WIDTH, HEIGHT, DEPTH
City Gallery Blansko

15. 2. – 11. 3. 2015

Every concept is predestined to its own death if one tries to accomplish it without spirit.

Tomáš Polcar belongs to that generation of artists who made a distinctive impression during their emergence in the 1990s. It is a specific generation, one that still experienced the gray and oppressive pre-1989 era but that matured and fully came into its own in free artistic times. The Academy of Fine Arts caught a fresh wind and reformed itself as well, attracting inspirational professors and organizing joint exhibitions. This constellation naturally shaped the school’s young and emerging artists, and over time has proven to be an excellent mold that has yielded several unique artistic personalities. Tomáš Polcar attended three very distinctive studios at the academy, where he was shaped by three artistic legends: Hugo Demartini, Aleš Veselý, and Milan Knížák. From Demartini, he learned a sense for material and form; from Veselý a fascination with content, energy, and proportions; from Knížák a focus on reflection, communication, and ideas.

In the 1990s, Polcar participated in every important event and exhibition of his generation, including the Second Biennial of Young Artists (City Gallery Prague, Stone Bell House, 1996); Reduced Budget (Mánes, 1998); CZ 99 (Wenceslaus Square, 1999); The End of the World, National Gallery (2000). In addition to traditional art, he also spent some time captivated by new media, and his interventions Advertising Campaign for Ordinary Objects and Portraits of Naked People in 1998 (both held in tandem with Ester Polcarová) are impossible to overlook.

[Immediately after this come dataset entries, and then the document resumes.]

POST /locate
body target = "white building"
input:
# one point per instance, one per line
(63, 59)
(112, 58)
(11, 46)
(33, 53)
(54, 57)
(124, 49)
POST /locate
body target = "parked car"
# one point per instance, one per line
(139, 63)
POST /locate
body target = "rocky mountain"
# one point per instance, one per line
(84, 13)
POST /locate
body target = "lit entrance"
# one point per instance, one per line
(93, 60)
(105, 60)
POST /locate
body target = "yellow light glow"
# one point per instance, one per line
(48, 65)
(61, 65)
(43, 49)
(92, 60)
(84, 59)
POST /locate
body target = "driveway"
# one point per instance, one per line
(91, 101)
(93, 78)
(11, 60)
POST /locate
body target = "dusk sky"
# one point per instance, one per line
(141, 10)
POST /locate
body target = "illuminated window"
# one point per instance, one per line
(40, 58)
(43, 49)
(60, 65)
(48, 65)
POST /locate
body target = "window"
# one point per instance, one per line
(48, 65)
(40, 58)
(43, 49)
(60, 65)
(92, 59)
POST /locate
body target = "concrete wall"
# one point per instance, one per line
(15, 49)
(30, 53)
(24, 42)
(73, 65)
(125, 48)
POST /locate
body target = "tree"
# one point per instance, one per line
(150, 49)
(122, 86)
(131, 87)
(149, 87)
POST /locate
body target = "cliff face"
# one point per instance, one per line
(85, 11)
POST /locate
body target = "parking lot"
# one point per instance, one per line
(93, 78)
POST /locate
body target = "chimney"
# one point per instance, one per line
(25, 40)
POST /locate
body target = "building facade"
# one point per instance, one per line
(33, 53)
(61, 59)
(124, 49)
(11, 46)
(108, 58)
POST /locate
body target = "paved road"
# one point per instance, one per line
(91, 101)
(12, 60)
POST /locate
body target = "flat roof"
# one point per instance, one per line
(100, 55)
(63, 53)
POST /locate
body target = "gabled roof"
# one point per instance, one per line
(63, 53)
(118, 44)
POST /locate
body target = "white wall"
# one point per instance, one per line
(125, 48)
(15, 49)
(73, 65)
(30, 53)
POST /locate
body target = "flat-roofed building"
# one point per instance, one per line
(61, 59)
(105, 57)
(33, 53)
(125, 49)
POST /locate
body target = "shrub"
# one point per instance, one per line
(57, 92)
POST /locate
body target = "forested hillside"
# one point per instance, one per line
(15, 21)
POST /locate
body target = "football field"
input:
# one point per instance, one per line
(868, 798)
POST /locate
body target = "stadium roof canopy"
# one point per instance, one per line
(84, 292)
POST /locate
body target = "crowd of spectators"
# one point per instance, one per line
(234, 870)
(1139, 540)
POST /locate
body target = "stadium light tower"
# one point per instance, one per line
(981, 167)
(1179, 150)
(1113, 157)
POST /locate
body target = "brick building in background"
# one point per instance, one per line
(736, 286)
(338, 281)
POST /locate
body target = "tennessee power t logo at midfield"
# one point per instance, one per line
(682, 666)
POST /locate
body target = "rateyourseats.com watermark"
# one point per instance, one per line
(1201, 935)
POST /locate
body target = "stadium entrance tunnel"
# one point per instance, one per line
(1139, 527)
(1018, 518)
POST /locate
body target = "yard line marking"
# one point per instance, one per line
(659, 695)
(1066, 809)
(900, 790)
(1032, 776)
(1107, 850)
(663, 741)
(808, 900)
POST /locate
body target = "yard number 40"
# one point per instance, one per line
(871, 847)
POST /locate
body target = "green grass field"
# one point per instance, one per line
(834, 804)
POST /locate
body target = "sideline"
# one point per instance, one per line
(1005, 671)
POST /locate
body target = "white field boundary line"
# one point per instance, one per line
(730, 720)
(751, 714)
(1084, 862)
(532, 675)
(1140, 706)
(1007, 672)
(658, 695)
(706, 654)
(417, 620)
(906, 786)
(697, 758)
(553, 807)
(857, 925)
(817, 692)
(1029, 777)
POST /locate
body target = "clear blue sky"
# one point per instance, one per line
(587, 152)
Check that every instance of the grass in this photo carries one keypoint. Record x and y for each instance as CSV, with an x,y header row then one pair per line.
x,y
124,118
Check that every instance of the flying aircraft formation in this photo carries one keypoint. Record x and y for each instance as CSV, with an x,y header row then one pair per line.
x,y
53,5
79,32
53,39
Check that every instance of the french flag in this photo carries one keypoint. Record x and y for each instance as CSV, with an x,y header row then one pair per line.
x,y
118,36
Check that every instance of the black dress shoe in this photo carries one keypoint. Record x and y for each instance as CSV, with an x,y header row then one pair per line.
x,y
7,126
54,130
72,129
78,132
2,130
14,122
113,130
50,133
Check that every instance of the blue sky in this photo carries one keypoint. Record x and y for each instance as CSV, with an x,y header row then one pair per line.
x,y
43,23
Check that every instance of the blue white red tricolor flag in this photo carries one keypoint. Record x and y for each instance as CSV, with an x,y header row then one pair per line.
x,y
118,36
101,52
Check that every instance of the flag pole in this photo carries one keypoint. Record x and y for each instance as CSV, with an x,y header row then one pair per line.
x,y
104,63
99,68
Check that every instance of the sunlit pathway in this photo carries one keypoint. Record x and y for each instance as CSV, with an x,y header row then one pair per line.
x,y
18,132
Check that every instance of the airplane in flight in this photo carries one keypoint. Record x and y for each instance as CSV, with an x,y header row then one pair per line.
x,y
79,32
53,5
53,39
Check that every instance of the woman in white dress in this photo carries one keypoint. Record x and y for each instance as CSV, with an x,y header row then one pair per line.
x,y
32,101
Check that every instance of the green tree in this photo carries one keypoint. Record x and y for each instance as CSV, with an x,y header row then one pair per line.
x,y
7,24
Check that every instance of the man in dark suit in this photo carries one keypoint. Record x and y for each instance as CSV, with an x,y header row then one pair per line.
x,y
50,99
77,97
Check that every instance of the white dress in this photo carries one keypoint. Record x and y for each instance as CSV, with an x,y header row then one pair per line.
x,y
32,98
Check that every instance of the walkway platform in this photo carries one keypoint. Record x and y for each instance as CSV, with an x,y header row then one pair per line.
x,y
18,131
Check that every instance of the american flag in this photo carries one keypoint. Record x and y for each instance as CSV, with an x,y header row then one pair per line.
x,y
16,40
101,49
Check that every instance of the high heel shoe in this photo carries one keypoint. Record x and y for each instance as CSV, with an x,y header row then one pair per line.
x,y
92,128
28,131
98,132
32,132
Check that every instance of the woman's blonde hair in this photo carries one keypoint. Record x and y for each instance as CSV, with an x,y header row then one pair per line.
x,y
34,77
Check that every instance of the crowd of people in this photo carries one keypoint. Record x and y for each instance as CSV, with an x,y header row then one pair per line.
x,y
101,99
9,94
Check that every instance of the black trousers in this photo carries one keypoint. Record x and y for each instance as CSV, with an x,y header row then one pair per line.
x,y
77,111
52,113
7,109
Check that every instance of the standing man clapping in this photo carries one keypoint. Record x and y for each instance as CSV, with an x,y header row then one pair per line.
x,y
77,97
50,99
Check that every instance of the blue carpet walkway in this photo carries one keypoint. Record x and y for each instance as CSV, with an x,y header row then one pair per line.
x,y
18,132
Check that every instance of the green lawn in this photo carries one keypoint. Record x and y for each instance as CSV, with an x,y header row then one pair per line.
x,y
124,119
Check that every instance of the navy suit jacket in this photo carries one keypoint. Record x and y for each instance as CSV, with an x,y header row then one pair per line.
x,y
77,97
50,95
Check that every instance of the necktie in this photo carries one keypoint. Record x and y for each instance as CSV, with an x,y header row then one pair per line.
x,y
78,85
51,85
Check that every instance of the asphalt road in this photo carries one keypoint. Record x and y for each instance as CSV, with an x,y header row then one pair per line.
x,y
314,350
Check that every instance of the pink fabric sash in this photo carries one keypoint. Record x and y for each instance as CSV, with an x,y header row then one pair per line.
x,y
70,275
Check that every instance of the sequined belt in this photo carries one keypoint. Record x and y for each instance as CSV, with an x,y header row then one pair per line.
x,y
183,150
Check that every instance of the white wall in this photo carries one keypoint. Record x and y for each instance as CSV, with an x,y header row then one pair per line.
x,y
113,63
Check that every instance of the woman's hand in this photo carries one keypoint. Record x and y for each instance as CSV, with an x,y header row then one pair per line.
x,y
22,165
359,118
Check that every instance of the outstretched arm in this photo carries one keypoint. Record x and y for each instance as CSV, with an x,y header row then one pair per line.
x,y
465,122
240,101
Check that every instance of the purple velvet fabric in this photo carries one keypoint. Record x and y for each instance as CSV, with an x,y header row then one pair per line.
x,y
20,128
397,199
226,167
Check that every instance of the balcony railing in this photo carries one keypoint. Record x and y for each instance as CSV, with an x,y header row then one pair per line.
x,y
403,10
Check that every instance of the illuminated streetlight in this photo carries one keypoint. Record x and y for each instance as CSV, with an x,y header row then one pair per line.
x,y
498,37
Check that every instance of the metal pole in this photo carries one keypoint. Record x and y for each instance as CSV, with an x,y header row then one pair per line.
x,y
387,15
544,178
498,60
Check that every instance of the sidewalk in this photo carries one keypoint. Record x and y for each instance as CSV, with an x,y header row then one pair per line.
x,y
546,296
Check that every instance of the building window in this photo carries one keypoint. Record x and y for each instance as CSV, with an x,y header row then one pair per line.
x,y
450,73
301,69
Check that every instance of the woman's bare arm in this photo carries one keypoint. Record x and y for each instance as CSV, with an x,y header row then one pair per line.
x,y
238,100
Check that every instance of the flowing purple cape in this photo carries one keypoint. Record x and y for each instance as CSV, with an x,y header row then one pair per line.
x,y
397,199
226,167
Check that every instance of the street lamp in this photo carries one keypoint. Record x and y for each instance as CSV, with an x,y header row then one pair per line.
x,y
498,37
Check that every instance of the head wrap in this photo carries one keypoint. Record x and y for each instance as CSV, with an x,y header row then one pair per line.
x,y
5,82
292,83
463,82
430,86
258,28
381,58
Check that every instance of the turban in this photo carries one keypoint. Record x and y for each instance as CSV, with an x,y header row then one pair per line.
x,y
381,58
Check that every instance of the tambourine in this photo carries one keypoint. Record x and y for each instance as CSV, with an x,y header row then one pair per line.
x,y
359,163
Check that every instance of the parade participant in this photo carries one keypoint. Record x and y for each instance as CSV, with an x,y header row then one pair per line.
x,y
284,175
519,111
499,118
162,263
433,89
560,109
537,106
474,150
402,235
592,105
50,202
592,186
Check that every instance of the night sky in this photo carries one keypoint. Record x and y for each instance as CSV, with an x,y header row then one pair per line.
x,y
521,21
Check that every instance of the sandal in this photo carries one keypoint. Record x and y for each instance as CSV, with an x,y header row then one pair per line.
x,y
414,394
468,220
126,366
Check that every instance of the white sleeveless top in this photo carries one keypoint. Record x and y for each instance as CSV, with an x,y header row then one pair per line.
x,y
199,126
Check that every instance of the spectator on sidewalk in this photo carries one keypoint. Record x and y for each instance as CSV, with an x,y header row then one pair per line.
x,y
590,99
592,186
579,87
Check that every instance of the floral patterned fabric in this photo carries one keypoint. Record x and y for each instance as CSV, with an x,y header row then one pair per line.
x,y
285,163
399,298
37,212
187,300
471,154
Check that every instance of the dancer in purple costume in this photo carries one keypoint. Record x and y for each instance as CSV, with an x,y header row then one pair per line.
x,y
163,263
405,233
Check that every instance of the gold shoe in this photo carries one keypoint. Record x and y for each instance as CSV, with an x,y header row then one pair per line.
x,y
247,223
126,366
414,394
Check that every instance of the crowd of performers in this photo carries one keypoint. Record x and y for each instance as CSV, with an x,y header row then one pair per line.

Campaign was in fact more of an anti-campaign, for which the artists selected five of the most ordinary items – a chair, bread, a shoe, skis, and a potato – which they photographed in the most ordinary way possible in order to let the depicted objects speak only for themselves. They displayed them on billboards, illuminated advertising kiosks, and posters in Prague’s metro and streetcars. In and of themselves, a large potato on a billboard on the Barrandov highway bridge or along the city’s main arterial near the National Museum felt like viruses in an advertising campaign. In Portraits, Polcar placed seven photographic portraits in the transfer corridors of Prague’s “Muzeum” station – except that the “naked” people were only shown from the head up. Nakedness and intimacy were reflected exclusively in their faces. The project’s aim was to juxtapose the alienated industrial space and anonymous masses with the personal intimacy that Polcar experienced on his daily travels by metro. Both anonymous interventions in the city’s subway system were seen by many people, but nobody knew who was behind them. What was important was the message, the act of pulling people out of their lethargy and bringing ideas to life. The point was not to draw attention to oneself. This characteristic becomes even more distinct after the Polcars leave Prague for Slavětín on the Ohře River.

Tomáš Polcar is a seeker by nature. He is not interested in a navel-gazing exploration of his own being, but his search inevitably touches on his “I” – with an emphasis more on the Jungian self instead of the Freudian ego. At the start of each searching expedition, culminating in a self-contained cycle, lies an encounter with the expression of form as a reified principle. These encounters cause a thought process to unfold that Polcar retroactively makes visible and encloses in matter and new form as paintings and sculptures.

Polcar’s canvas paintings and classical three-dimensional objects are capable of standing on their own and can be seen as distinctive works of art per partes. Despite his undisguised attraction to tradition and his clearly classical approach, he is a conceptualist. Thus his relationship to form, in which he does not make himself at home but which he alternates according to feeling and need.

Some artists reject the idea of a signature style on principle. In a kind of inverse way, not having a signature style or manner can, à la Dokoupil, become a formalist feature and indirect signature in its own right. Within this context, Polcar’s manner is ideas.